Another concern is that ADHD is over diagnosed in LAC. This would particularly be favoured by misdiagnosing ADHD-like symptoms accounted for by disorders other than ADHD (e.g. anxiety, frequent in LAC) as “real” ADHD. In this regard, the use of the ICD category of hyperkinetic syndrome, which is ruled out in the presence of other disorders such as anxiety that can manifest with ADHD-like symptoms, would tend to reduce the risk of over diagnosis. However, rather than under or over diagnosis, in our view, the main issue is to which extent ADHD is correctly diagnosed in LAC, limiting false-positive as well as false-negative cases. Comparative studies across countries will be of interest in this respect.

Similarly to the prevalence of ADHD, the rate of ADHD medication prescription was general high across studies and higher than the national estimates of the use of ADHD drugs [26]. Data on the use of ADHD medication from each study should be interpreted with caution, since some of the studies reported lifetime prevalence, whilst others focused on actual prevalence. Furthermore, whilst some studies focused on psychostimulants or methylphenidate, others included several classes of ADHD medications (e.g. atomoxetine). Whilst over prescription is clearly a concern, in view of the potential side effects of ADHD medications (although in most cases, these are manageable), we believe that appropriate prescription is the key. Indeed, preliminary evidence shows the potential benefit of ADHD medications in LAC. A Danish study concluded that the decline in foster care caseloads in the period 1998–2010 would have been 45% smaller without a pharmacological treatment of ADHD [33].

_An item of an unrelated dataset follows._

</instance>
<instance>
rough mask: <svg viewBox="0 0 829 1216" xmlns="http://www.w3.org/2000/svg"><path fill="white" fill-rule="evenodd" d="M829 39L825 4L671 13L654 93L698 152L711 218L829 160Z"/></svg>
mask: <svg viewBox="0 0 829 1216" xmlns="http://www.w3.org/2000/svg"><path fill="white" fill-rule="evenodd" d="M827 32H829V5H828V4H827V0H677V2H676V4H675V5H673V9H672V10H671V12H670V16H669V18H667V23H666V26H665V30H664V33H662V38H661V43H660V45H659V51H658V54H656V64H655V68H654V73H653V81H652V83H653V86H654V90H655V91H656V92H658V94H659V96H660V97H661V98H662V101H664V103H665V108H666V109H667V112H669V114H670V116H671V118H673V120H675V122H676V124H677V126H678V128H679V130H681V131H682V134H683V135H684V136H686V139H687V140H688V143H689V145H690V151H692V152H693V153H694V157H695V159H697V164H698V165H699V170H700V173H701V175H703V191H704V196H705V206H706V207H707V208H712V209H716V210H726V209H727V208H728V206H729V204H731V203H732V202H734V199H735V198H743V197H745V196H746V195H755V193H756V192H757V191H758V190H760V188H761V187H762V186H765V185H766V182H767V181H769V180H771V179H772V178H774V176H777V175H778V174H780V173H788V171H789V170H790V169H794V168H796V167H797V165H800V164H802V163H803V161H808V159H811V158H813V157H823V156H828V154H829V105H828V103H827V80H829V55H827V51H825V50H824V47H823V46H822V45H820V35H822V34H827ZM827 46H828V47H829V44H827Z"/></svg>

Our work should be considered in the light of study strengths and limitations. Among the strengths, we highlight that we conducted a comprehensive search across a large set of databases and with no language/date restrictions. The main limitation is represented by the heterogeneity in the methodology across studies, which prevented us from conducting a formal meta-analysis based on the data retrieved in the studies retained in our systematic review.

In conclusion, this systematic review showed high prevalence of ADHD and high rates of ADHD pharmacological treatment in LAC, at least in the USA. Further methodologically sound research is needed from other countries. Perhaps more importantly, rather than assessing if ADHD is over or under diagnosed and treated in LAC, future research should aim to understand to which extent ADHD is appropriately diagnosed and treated in LAC and which are the most cost-effective strategies, in the short as well as long term, to manage symptoms of ADHD in LAC.